Sometimes, the documentation isn't complete. Sometimes, it's wrong. The source code never lies. For an experienced developer, reading the source can often be faster... especially if you're already familiar with the package's architecture.
I'm in a medium-sized co-working space with several startups. A lot of the other CTOs and engineers come to our team for guidance and advice on occasion. When people report a problem with their stack, the first question I ask them is: "Well, did you read the source code?"
I encourage developers to git clone anything and everything they depend on. Initially, they are all afraid. "That project is too big, I'll never find it!" or "I'm not smart enough to understand it" or "That code is so ugly! I can't stand to look at it". But you don't have to search the whole thing, you just need to follow the trail. And if you can't understand the platform below you, how can you understand your own software? And most of the time, what inexperienced developers consider beautiful is superficial, and what they consider ugly, is battle-hardened production-ready code from master hackers.
Now, a year or two later, I've had a couple of developers come up to me and thank me for forcing them to sink or swim in other people's code bases. They are better at their craft and they wonder how they ever got anything done without the source code in the past.
When you run a business, if your software has a bug, your customers don't care if it is your fault or Linus' or some random Rails developer's. They care that your software is bugged. Everyone's software becomes my software because all of their bugs are my bugs. When something goes wrong, you need to seek out what is broken, and you need to fix it. You fix it at the right spot in the stack to minimize risks, maintenance costs, and turnaround time. Sometimes, a quick workaround is best. Other times, you'll need to recompile your compiler. Often, you can ask someone else to fix it upstream, but just as often, you'll need to fix it yourself.

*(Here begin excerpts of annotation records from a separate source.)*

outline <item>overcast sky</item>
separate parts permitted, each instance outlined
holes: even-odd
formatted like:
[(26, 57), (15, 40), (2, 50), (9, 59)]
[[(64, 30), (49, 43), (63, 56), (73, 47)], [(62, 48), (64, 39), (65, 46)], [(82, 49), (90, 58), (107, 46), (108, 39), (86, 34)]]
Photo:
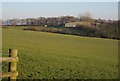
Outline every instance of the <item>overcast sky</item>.
[(93, 18), (118, 19), (117, 2), (2, 2), (2, 18), (72, 15), (90, 12)]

Closed-software shops have two choices: beg for generosity, or work around it.
Open source shops with weaker developers tend to act the same as closed-software shops.
Older shops tend to slowly build the muscles required to maintain their own forks and patches and whatnot.
True hackers have come to terms with a simple fact: If it runs on my machine, it's my software. I'm responsible for it. I must understand it. Building from source is the rule and not an exception. I must control my environment and I must control my dependencies.
It's very empowering to read the source code because one can learn a lot.
A few more things to add from your points:
To work-around a software, sometime I have to understand how it works internally and given the source code, I don't have to spend a lot of time to reverse-engineer it.
Having said that, sometime the customers do care if it's my fault or IBM faults if we stated clearly in the deliverable that "hey, we're using IBM WebSphere for this...". They would give IBM some time to fix it, or ask us if we can work-around it, or they would bend certain requirements (i.e.: work-around the requirements, not the code).
This is why sometimes, probably a dying trend given the quality of open source software, an outsource project chose software based on the company behind it.